Sin embargo, esa ira, como todo en Bourdain, no era real; era una actuación, un juego. Una vez se comparó con el chef Eric Ripert , diciendo que ambos tenían una actitud de «vive y deja vivir», pero Ripert «cree en el karma… yo creo en la venganza». Esa ira legendaria nunca sonó del todo real.
Bourdain en Nueva York, 2002. Fotografía: Chris Floyd/CAMERA PRESS
Kitchen Confidential comienza con Bourdain viajando por Francia de niño con su hermano y sus adinerados padres estadounidenses de ascendencia y cultura europea. Se comporta como un cretino con su familia, sin motivo aparente, y también con los niños franceses, antes de regresar a Estados Unidos para ser un imbécil con sus compañeros de piso y novias en su universidad privada de artes liberales (Vassar), antes de abandonarla. Todavía es adolescente en 1975, cuando acepta ese trabajo de poca monta en Provincetown. Allí, es un pececillo entre auténticos tiburones de la delincuencia: un chef podía preparar un servicio improvisado para una fiesta posterior a una boda de cien personas, y luego golpear a la novia contra los cubos de basura. El personal conseguía drogas de las que nunca habías oído hablar, y drogas que nunca habrías necesitado si no hubieras consumido todas esas otras drogas.

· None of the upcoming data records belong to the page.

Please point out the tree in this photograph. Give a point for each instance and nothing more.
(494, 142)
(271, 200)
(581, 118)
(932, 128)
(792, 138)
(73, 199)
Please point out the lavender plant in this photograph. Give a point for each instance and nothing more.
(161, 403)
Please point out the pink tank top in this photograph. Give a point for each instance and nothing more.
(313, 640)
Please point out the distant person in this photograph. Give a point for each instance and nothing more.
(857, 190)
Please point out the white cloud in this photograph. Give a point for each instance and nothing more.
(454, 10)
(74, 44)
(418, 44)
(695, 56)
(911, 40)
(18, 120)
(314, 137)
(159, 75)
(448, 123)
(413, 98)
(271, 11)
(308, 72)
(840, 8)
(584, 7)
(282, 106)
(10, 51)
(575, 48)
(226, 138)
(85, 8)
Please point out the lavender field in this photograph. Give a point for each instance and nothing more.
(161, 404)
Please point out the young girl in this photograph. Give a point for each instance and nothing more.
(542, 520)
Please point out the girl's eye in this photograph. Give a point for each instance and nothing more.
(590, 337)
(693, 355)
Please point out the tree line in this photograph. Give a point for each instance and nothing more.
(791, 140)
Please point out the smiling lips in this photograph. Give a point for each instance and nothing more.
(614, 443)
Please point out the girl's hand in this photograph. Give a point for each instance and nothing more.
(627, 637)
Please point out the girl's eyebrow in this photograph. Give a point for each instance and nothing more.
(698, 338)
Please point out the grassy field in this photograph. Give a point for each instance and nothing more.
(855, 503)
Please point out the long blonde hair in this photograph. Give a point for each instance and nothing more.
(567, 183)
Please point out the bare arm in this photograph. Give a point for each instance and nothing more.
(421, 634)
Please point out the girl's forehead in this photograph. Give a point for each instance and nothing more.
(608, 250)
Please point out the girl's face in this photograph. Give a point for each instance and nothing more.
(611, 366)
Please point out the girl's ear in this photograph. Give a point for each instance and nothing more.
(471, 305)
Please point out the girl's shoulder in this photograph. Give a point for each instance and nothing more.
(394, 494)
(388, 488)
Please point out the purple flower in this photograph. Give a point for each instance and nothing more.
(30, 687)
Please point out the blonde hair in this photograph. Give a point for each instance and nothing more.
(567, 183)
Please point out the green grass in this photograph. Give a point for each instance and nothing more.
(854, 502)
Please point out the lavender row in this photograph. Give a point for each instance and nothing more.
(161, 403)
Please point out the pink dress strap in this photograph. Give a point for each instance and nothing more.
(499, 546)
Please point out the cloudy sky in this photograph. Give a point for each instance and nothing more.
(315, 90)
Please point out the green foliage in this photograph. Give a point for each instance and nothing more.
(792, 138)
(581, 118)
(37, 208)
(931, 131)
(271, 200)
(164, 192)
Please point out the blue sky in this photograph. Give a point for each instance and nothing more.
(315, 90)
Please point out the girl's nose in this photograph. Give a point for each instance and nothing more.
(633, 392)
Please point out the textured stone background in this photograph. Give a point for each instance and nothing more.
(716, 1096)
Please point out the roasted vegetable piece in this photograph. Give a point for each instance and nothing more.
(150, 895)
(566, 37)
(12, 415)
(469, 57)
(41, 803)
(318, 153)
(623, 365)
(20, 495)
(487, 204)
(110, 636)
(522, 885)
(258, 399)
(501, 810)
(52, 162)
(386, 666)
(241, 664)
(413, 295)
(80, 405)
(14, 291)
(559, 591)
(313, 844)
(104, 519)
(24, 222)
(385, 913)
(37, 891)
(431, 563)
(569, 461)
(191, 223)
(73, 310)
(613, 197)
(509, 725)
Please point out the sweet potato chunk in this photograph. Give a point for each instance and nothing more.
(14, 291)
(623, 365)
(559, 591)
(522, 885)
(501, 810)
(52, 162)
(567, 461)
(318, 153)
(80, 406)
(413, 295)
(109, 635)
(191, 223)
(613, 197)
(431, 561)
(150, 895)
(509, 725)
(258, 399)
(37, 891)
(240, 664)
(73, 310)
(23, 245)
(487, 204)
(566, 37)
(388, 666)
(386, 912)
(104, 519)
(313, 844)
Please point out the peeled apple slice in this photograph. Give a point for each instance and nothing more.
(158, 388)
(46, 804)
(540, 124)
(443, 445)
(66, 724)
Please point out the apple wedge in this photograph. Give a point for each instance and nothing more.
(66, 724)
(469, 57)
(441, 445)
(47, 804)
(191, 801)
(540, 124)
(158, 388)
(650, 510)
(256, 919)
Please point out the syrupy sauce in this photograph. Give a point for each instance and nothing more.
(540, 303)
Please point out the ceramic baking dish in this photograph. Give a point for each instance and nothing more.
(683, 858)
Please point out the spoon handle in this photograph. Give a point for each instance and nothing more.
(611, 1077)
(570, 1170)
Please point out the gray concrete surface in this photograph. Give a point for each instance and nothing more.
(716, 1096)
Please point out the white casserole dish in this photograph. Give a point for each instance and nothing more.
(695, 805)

En esa cocina, Bourdain encuentra su hogar espiritual, «una subcultura cuya jerarquía militarista centenaria y su ética de "ron, sodomía y látigo" crean una mezcla de orden inquebrantable y caos que te deja sin aliento», escribió en Kitchen Confidential. Ese libro, recuerda la periodista, escritora de libros de cocina y cocinera Diana Henry, de 63 años, describía «un mundo que desconocíamos por completo, y de repente lo comprendimos». (Henry realizó, en mi opinión, la mejor entrevista de la última etapa de Bourdain , dos años antes de su muerte).
Bourdain describió su misión culinaria: “Tu cuerpo no es un templo, es un parque de atracciones. Disfruta del viaje”. En sus escritos, como en su cocina, priorizaba el ritmo y la intensidad sobre la elegancia y la sofisticación. Las relaciones en este sistema de brigada eran estrechas y mordaces. “Como forma de arte, la charla culinaria, al igual que el haiku o el kabuki, se define por reglas establecidas”, escribió. “Todos los comentarios deben, por necesidad histórica, referirse a la penetración rectal involuntaria, el tamaño del pene, los defectos físicos o las manías o defectos molestos”. Entre las drogas, el sexo, las noches en vela, los imperativos contradictorios y vertiginosos de disciplina y autocomplacencia, el desprecio por el autocuidado y los chistes sobre penes, este era un ideal definitoriamente masculino, y no por una razón tan infantil como la de que necesitarías un pene para mojarlo en la vichyssoise de alguien. No existe un modelo femenino que represente la belleza, el consumo de drogas y, al mismo tiempo, un éxito rotundo en el trabajo: las mujeres en este ámbito (por mencionar solo algunas, Nancy Spungen y Amy Winehouse) acaban muertas.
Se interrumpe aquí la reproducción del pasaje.